Setting off from the ferry landing, a road loops around the open half of the island. (The southern half is closed while the military apartments and other buildings are demolished.)
The New York City borough of Brooklyn and its new cruise ship terminal are just across Buttermilk Channel and off in the distance, the Verrazano-Narrrows bridge stretches between Brooklyn and Staten Island. On a Saturday earlier this summer, island visitors paused to watch the Queen Mary 2 cruise ship pull away from its berth and head out to sea.
Don't miss the charming residential area called Nolan Park, which is ringed with yellow homes built between 1854 and 1902 for officers' families.
It's also the scene of a sculpture exhibit this summer.
Farther along is a gray stone chapel and a string of buildings that look like a studio backlot, including a crumbling YMCA and an empty movie theater. What's playing? "The Ghost and Mrs. Muir," tour tram operator Henry Paul Jones jokes.
Head over to the other side of the island and you'll pass a monument to the Wright Brothers and other pioneers of flight. Wilbur Wright flew a demonstration flight in 1909 from the island, which was later proposed as the site for an airport.
The roadway along the western edge of the island offers the best views of the harbor and the Statue of Liberty. From there, you can watch the hustle and bustle of the harbor as the Staten Island ferries, tugs, sailboats and tourist boats glide by. A stretch of the road has been reserved for catch-and-release fishing.
Standing guard over the harbor is the circular Castle Williams, built in the early 1800s and one of two forts on the island. Tucked behind Fort Jay in the center of the island is another neighborhood with brick homes called Colonel's Row.

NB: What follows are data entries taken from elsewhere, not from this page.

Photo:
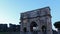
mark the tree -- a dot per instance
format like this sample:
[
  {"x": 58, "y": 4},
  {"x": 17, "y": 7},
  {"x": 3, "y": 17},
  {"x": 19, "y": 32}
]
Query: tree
[{"x": 57, "y": 24}]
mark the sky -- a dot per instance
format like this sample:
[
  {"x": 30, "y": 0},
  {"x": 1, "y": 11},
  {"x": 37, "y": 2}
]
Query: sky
[{"x": 10, "y": 9}]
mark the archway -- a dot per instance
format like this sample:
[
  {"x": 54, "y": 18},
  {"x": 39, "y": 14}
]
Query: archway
[
  {"x": 33, "y": 26},
  {"x": 43, "y": 29}
]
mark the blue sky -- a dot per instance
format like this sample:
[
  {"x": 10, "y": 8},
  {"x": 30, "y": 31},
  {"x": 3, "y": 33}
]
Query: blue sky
[{"x": 10, "y": 9}]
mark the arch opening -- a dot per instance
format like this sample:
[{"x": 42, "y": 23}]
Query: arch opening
[
  {"x": 33, "y": 26},
  {"x": 44, "y": 29}
]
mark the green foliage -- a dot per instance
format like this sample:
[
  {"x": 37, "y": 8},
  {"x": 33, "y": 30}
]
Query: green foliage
[{"x": 57, "y": 24}]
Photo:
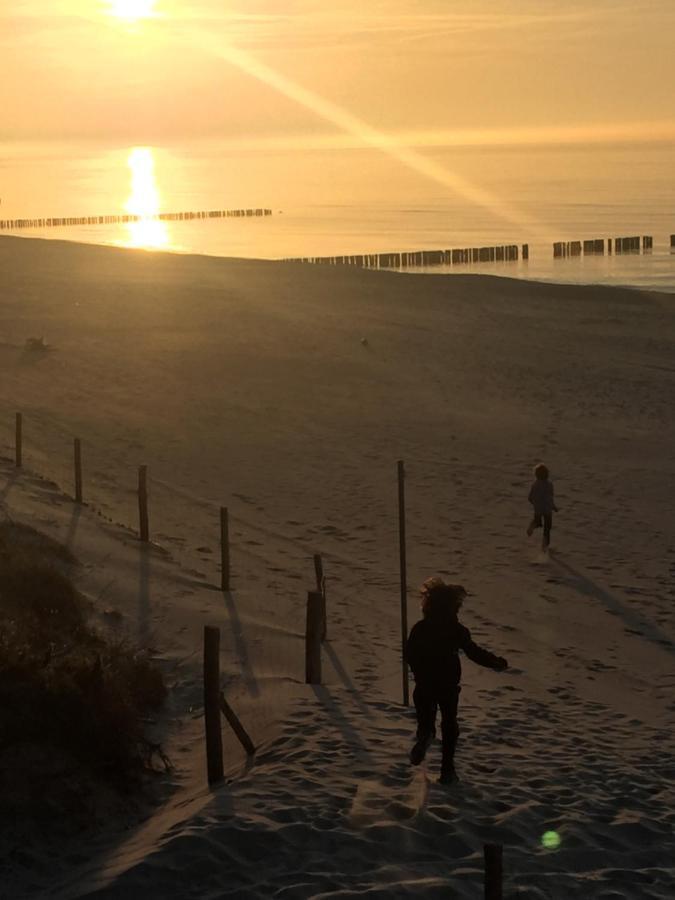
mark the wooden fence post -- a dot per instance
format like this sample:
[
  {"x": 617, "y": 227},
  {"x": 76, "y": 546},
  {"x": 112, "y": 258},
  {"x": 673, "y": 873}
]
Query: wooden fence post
[
  {"x": 321, "y": 587},
  {"x": 143, "y": 503},
  {"x": 236, "y": 725},
  {"x": 224, "y": 549},
  {"x": 313, "y": 631},
  {"x": 404, "y": 579},
  {"x": 77, "y": 447},
  {"x": 18, "y": 441},
  {"x": 214, "y": 740},
  {"x": 493, "y": 871}
]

For one event this summer, the area was transformed into a lawn party from "The Great Gatsby" with a small orchestra playing and couples dancing the Charleston on a wooden dance floor. Women wilted in linen dresses and men decked out in bow ties and suspenders mopped their brows in the heat.
"I don't feel like I'm in New York City," said resident Claire Beaudreault, who participated in a vintage swimsuit contest.
Before you head back to the ferry, duck into Pershing Hall to see a 1977 aerial photo of the island. It shows the island in all its glory in the center of the harbor surrounded by sailing ships on July Fourth.